The southern U.S. population is growing while other areas of the country are shrinking, leading to the South potentially becoming the hub of the U.S. population for the first time in U.S. history.
- If trends continue, the U.S. population center could be in the South by the end of the decade.
- The southern U.S. outpaced other regions of the U.S. last year by more than 1.3 million people.
- Southern population surge is partly due to births outpacing deaths in the region and increased domestic and international immigration to the area.
- In comparison, the North and Midwest lost overall residents. The West grew by 153,000 people.
- Six of the top 10 U.S. states with the most significant growth last year were southern states, including Texas, Florida, North Carolina, and Georgia.
- The U.S. Census Bureau changed how it calculates its estimates due to pandemic delays, and the population estimates may have been skewed.
Why it’s news
If trends continue, the center of the U.S. population could shift south of the Missouri Ozarks and continue expanding southward rather than westward. Throughout all of American history, the population has expanded west, the Associated Press reports. The first population center was in Chestertown, Maryland, in 1790. Since then, the location has moved steadily westward. The arrival of air conditioning in the 20th century pushed the population somewhat more south, but the westward trend continued until now.
Analysts cannot point to one specific draw bringing populations further south. Potential factors include weather preferences, COVID-19-related motives, cost of living, lower taxes, and more Baby Boomers retiring.

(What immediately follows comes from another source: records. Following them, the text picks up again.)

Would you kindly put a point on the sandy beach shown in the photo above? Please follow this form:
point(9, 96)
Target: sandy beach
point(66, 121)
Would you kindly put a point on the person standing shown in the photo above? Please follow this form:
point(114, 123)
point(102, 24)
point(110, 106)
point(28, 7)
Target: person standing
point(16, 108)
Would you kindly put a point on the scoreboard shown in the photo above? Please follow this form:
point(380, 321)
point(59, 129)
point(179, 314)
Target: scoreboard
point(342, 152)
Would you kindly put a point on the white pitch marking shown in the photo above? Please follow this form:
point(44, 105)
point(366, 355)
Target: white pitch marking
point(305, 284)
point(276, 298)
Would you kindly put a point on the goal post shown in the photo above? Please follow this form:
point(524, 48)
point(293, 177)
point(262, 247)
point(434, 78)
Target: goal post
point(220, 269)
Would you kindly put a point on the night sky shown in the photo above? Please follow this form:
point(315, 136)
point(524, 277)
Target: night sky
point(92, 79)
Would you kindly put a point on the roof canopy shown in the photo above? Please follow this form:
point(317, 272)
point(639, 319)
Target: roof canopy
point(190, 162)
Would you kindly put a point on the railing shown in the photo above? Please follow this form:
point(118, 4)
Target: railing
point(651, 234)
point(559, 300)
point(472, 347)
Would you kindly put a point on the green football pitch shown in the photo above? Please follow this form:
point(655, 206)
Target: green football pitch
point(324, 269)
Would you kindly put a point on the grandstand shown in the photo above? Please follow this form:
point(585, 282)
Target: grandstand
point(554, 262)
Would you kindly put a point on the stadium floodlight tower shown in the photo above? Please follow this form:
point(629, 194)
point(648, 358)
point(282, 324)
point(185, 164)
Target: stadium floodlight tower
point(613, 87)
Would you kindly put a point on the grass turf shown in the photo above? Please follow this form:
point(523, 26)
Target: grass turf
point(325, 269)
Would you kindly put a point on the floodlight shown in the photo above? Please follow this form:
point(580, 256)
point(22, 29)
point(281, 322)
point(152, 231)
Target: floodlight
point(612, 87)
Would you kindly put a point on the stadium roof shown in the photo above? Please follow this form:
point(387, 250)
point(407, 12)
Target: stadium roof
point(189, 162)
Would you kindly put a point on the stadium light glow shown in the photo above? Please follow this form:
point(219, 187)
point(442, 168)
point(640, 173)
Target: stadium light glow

The pandemic could have partly driven the population shift. As more workers had the opportunity to switch to remote work, some may have taken advantage of the opportunity to relocate to warmer climates. Lower tax rates and cost of living could have been an added incentive.
Western populations started to decline in 2021 as around 145,000 residents relocated to other areas of the U.S. Many of the departures were from states like California, Alaska, Hawaii, New Mexico, Oregon, and Washington. States like Arizona, Idaho, Montana, Nevada, and Utah still saw domestic migration growth, but the numbers were smaller than in previous years.
Experts are still deciding whether or not the population decline in certain states is related to the pandemic or growing social issues in the states. For example, in Oregon, nearly 17,000 residents moved to other areas of the country at a time when the state was plagued with increased crime, weather-related disasters, and wildfires. However, the ability to work remotely could have also been a motivator as residents sought cheaper housing, the Associated Press reports.
In 2021, Oregon’s population increased enough to grant the state an additional congressional seat.
The next several years will be telling as demographers watch to determine whether or not these trends are temporary or here to stay.